Quote of the Month

When love and skill work together, expect a miracle. John Ruskin

Tuesday, February 14, 2012

Just Dropping Off In The Clouds

Several years ago a service allowing users to save photographs, documents and videos in a cloud-based platform was launched, Dropbox.  According to the website,
Any file you save to your Dropbox will also automatically save to all your computers, phones, and even the Dropbox website.  This means that you can start working on your computer at school or the office, and finish on your home computer. 

Users must be over 13 years of age to register for this application.  Up to 2GB of space is free.  For $9.99 a month 50BGB are available and 100GB for $19.99 per month.

To begin using Dropbox download and install the application on your computer(s) and/or phone.  The size of the file is about 14MB and you can be up and running in a matter of minutes.  When you register you are asked for your email address, first and last name, password and to accept the Terms of Service. 

A series of prompts guide you through the setup of your account (setup type, options upon logging in, explanation of Dropbox icon on your desktop toolbar, ability to share any folders with any type of operating system) until you come to the seven step Get Started page.  If you finish five of the seven steps you receive another 250MB of storage space.

It was easy to add Dropbox to my Samsung Galaxy smartphone.  Dropbox provides a QR code which I scanned, completed the install and signed in.  Everything that I put into Dropbox using my laptop appears in that application on my smartphone.

When moving right to the Files tab I can upload files into a chosen folder, create new folders, share a folder for collaboration with another Dropbox user, view or hide deleted files, or by checking files or folders, invite sharing of, download, move, rename, copy to or delete them.

The Events page keeps the date and time that actions are completed in your Dropbox account.

The Photos folder in your Dropbox account is for sharing with anyone, even those without a Dropbox account.  Add a folder within the main Photos folder naming it.  This is your gallery.  Per the instructions at Dropbox any pictures placed in that folder can be viewed at a link to the main Dropbox site, Photos.  Just for practice I put some pics under Xena's Mom although when I went to the Dropbox site slash photos I still had to log in or create an account.  So I logged in and my folder was there.  I then copied a link to see if that was how someone without an account could view pics; that worked perfectly.

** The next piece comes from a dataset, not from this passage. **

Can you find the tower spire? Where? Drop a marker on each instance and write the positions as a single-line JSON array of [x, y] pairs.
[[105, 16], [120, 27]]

Files can also be shared with others not having an account with Dropbox.  After adding a file to the Public folder, right click on that file choosing Dropbox, copy public link.  With this link anyone can access that file which you can copy and paste into a variety of formats.  By right clicking on any file you can see previous versions, download, move, rename, copy to or delete that file.

As mentioned before the icon for Dropbox on your desktop toolbar allows you to open the Dropbox folder on your computer (or phone), launch the Dropbox website, view recently changed files, get more space, pause syncing, adjust preferences or get help.

From the account tab in the upper right hand corner of the site users can see how much space they are using, check or change user information, password reset, set or change account preferences, see what computers are linked to your account and for every friend that joins Dropbox each of you will receive an additional 250MB of space.

In January of last year Larry Ferlazzo of Larry Ferlazzo's Website of the Day... posted a great article with helpful links, The Best Resources For Maximizing The Use of Dropbox.  One of those links is specifically for educators.

This is definitely the answer to trying to remember to send something back and forth between computers via email or remembering to download works in progress on a flash drive to move them from one computer to another.